All elements support a classes option, which is a string or list of strings to add to the element’s className.

Elements

Components

  • Button - A clickable button that can have icons and spinners built-in

    Bare minimum, a Button requires a label and an action. The action is a function that is called whenever the button is clicked, and receives the button instance as an argument.

    new Button
        label: 'Click Me'
        action: (self) ->

    Additional options:

    • spinner
      • true or 'inline': button expands to show a spinner, and is disabled until button_instance.enable() is called
      • 'replace': spinner replaces the button label instead
    • variant
      • '' ('friendly', 'dangerous', 'warning', etc)
    • icon
      • '' ('gear', 'disk')
  • Select - A drop-down menu

    The Select takes a list of choices, one of which can be marked as a default. By default it is not required.

    new Select
        action: (self, value) =>
            @model.save('align', self.value)
        choices: [
            {
                label: 'Align Left'
                value: 'left'
                default: true
            }
            {
                label: 'Align Right'
                value: 'right'
            }
        ]
  • StringField - A single- or multi-line text input

    The StringField serves as a text input, or a textarea. It can have a character or word limit that is hard, preventing any additional input, or soft, only warning. The input can also be tokenized, with a delimiter or on enter.

    new StringField
        on: change: (self, value) ->
           console.log(value)

Subcomponents

  • Spinner - A progress indicator used by the Button

Containers

Containers are elements that take components and automatically render them as they are added.

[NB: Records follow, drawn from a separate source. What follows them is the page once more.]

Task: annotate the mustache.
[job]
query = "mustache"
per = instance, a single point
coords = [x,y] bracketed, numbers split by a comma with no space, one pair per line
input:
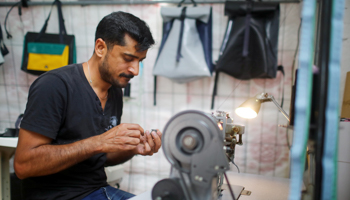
[126,75]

  • Popover - A container that overlays, either as a flag or a modal

    The Popover in flag form can be positioned using its origin option. The origin is a string in the form '<edge>-<position>', where <edge> is the side of the popover element — 'top', 'bottom', 'left', 'right' — and <position> is a location along that edge — 'left', 'center', 'right' or 'top', 'center', 'bottom', depending on the edge.

    modal = new Popover
        type   : 'flag'
        origin : 'bottom-left'
        content: [
            new Button
                label: 'Do Stuff'
                action: someActionFn
        ]
  • List - A container that groups fields of a single type into a single serializable form.

    list = new List
        label: 'List Label'
        value: ['First item', 'Second item']

Tags

Sometimes you do just need a simple tag. The classes in the Tags module provide wrappers for the standard HTML tags, like P, DIV, H1, and so on, that implement the functions that let them interoperate with Doodads. (Only certain tags are implemented, mainly the content-oriented ones. Input-oriented tags are of course handled by the regular Doodads.) There’s also a TextNode class that wraps a text node

For Tags that contain content, pass them strings:

new Doodad.Tags.P
    content: 'Some text'

or lists of strings, other Tags, or other Doodads (or really anything that implements a .render() method that returns itself and has an el):

new Doodad.Tags.H1
    content: [
        'Some Title'
        new Doodad.Tags.A
            href: 'http://example.com'
            content: 'Link'
        new Doodad.Button
            type: 'icon'
            class: 'friendly'
            action: ->
    ]

Bare strings in the content are converted to the appropriate element for the containing tag. When passed to a UL they become LIs, or passed to a P then become TextNodes.

The full list of tags: A, BR, DIV, EM, H1, H2, H3, H4, H5, H6, IMG, LI, OL, P, SPAN, STRONG, Tag, TextNode, UL.